In casa mia il silenzio ha sempre regnato sovrano.
Da me non sentirai la musica ad alto volume, non sentirai mai il rumore di piatti e pentole che sbattono tra di loro sbadatamente quando, per esempio, prepari la colazione.
Non sentirai mai niente di tutto questo.
Forse potrai udire delle urla di tanto in tanto, la donna che dice di essere mia madre sbraita spesso, sia contro di me sia contro gli oggetti. Dipende da come le gira.
Si, è inutile che lo chiediate, è strana, punto. Non è particolare o altro, è strana e pazza.

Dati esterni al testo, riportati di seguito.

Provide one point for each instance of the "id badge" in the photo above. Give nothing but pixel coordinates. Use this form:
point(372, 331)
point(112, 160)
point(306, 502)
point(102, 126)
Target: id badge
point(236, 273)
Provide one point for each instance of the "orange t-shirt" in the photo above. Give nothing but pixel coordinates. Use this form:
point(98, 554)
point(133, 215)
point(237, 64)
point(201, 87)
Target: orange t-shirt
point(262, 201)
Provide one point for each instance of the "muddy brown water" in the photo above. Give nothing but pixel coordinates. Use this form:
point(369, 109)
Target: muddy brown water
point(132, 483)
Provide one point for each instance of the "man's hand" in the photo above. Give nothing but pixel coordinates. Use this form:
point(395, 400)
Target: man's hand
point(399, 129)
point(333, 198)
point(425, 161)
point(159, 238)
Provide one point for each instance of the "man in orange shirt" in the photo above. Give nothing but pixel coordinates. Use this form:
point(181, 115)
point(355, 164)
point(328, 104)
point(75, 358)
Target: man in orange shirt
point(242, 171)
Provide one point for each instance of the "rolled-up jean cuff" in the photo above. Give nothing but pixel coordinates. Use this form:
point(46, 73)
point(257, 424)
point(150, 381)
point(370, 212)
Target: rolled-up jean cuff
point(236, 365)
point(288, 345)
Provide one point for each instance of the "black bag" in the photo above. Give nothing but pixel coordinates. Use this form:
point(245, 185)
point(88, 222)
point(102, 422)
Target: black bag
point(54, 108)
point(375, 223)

Apro la porta di quella che dovrebbe essere la mia abitazione e un'ondata di fumo mi travolge, annebbiandomi la vista e facendomi dare qualche colpo di tosse.
Possibile che quella donna non conosca l'esistenza delle finestre? Va bene, sono due, ma ci sono.
«Che cazzo ci fai qui?» porta la sigaretta alle labbra e aspira il tabacco con uno sguardo amaro diretto a me. Un uomo nudo fa capolino nella cucina-salotto, aprendo il frigo e cominciando a rovistare dentro senza nemmeno degnarmi di uno sguardo. Non sono nemmeno sicura che si sia accorto di me.
«Ti ho chiesto che cazzo ci fai qui, rispondimi quando ti parlo» distolgo lo sguardo dai rotoli di grasso dell'uomo e mi schiarisco la voce.
«Fatti i cazzi tuoi» rispondo, facendo scattare in lei una reazione ormai ordinaria. Si avvicina a me a grandi passi, mi afferra il braccio e ci spegne sopra la sigaretta.
«Posso farti anche di peggio se mi rispondi un'altra volta in questo modo» dice a denti stretti ma io non la sento. Strizzo gli occhi e mi mordo il labbro per noi farmi scappare una lacrima.
Se per qualche motivo mi mostro debole difronte a lei è finita. Con uno strattone mi libero dalla sua presa, afferro tre pacchetti di sigarette mezzi vuoti che erano appoggiati sulla mensola all'entrata, un piccolo marsupio logoro lasciato in terra a marcire ed esco di casa, sbattendo la porta.
Traballa un po', mi giro per controllare che non cada. Una volta è successo e ancora oggi ricordo il dolore che è venuto dopo.
Fortunatamente rimane su, anche se in modo instabile. Apro il piccolo cancellino arrugginito che delinea il confine tra vita e inferno che, tra l'altro, sono all'incirca la stessa cosa.
Metto le mani in tasca, camminando a ciondoloni sullo stretto marciapiede di quel quartiere di merda. Penso al perché io sia finita in quello stato ma non riesco a darmi una risposta, dopotutto, io cosa c'entro? È tutta colpa di quella strega, tutta colpa sua se ora non ho un padre, non ho una vita, non ho nessuno al di fuori di Laind e tanta erba.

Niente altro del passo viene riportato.